Souveraine, un peu jalouse tout de même, Lune recouvre de son manteau étoilé la belle gisante, pendant que le Tibre fidèle serpentant entre ses membres lascifs offerts, vaporise des myriades de baisers humides sur la chair indifférente de ses pierres millénaires.)

… un tout, oui, mais qui s’évanouit. Ravi de t'avoir rencontré, cher Gaspard, du moins, en écriture,
et accepte mes amitiés en attendant de pouvoir peut-être un jour les mettre au singulier.

gmc a dit…

"Méditation sur la pensée en la pensant. Je me vois en train de penser."
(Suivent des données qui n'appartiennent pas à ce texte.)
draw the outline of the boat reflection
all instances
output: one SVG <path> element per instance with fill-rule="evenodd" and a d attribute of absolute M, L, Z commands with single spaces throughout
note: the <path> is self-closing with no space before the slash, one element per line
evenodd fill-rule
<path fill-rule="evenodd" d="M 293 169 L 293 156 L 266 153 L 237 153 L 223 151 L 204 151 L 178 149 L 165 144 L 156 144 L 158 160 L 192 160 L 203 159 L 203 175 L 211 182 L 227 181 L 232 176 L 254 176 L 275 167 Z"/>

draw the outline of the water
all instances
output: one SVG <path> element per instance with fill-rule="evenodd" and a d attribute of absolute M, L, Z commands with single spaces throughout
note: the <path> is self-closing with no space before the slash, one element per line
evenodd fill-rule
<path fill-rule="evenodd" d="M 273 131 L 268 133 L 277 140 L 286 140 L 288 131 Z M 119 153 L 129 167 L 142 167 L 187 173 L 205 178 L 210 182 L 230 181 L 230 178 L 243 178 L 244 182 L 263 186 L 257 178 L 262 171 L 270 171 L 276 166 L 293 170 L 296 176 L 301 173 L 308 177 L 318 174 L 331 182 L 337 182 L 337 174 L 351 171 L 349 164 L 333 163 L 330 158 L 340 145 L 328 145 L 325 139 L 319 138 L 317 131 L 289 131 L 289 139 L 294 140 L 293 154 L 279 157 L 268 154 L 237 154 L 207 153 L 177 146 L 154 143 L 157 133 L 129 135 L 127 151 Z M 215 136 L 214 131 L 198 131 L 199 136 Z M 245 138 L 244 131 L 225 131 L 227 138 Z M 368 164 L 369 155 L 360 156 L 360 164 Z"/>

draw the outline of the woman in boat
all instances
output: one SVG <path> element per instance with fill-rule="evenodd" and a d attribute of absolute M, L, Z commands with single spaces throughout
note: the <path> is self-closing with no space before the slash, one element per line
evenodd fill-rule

non, vous vous - pour faire simple mais, en fait, plutôt une idée que vous appelez "moi" sans trop savoir pourquoi - imaginez en train de penser...sachant qu'il est impossible à un individu présumé de stopper le mouvement de pensée.
je pense ou je suis pensé? bonne question^^

giulio a dit…

Comment ignorer, gmc, sous le manteau du poète, les questionnements
du philosophe? Lorsque toute poésie est philosophie, le philosophe dit moins en vers que contre tout.
Tout comme Gaspard, celui du jour, bien sûr, pas l'autre, pas l'alchimiste de Pierre Vicot, mais l'alchimie honsienne, où le rite devient ritte qui retourne le toi en moi, ou géraldienne "Pourquoi ces mots qui nous opposent: le tien, le mien, le mien, le tien?"
Comment pourrait-on ne pas abuser du JE, du MOI ? Lorsqu'en en abusant de TOI, LUI, ELLE, VOUS, EUX, ELLES on risque la prison commune.
Comment ne pas abuser des J', JE, MOI, ME, MON, lorsque ces pronoms sont les seuls qui cernent correctement notre misérable condition de séquestrés à vie dans le sac de peau qui nous enserre?

gmc a dit…

ciao giulio,

sous le manteau du poète, que du vent, dont le sourire regarde le philosophe barboter dans l'écume.


"notre misérable condition de séquestrés à vie dans le sac de peau"

s'il te plait, giulio, un peu d'oreille: depuis la nuit des temps, l'art raconte exactement l'inverse.

alors, ces marques de royauté que sont "mon, ma, mes, le mien, moi, etc" ne sont que chaînes endossées par des volontés auto-proclamées propriétaires...ha, la gourmandise^...d(*_*)b

giiulio a dit…

Pitié Gilles Marie! Pitié!
Ne tire pas sur l'avocat...
du diable et épargne les con(s)vaincus!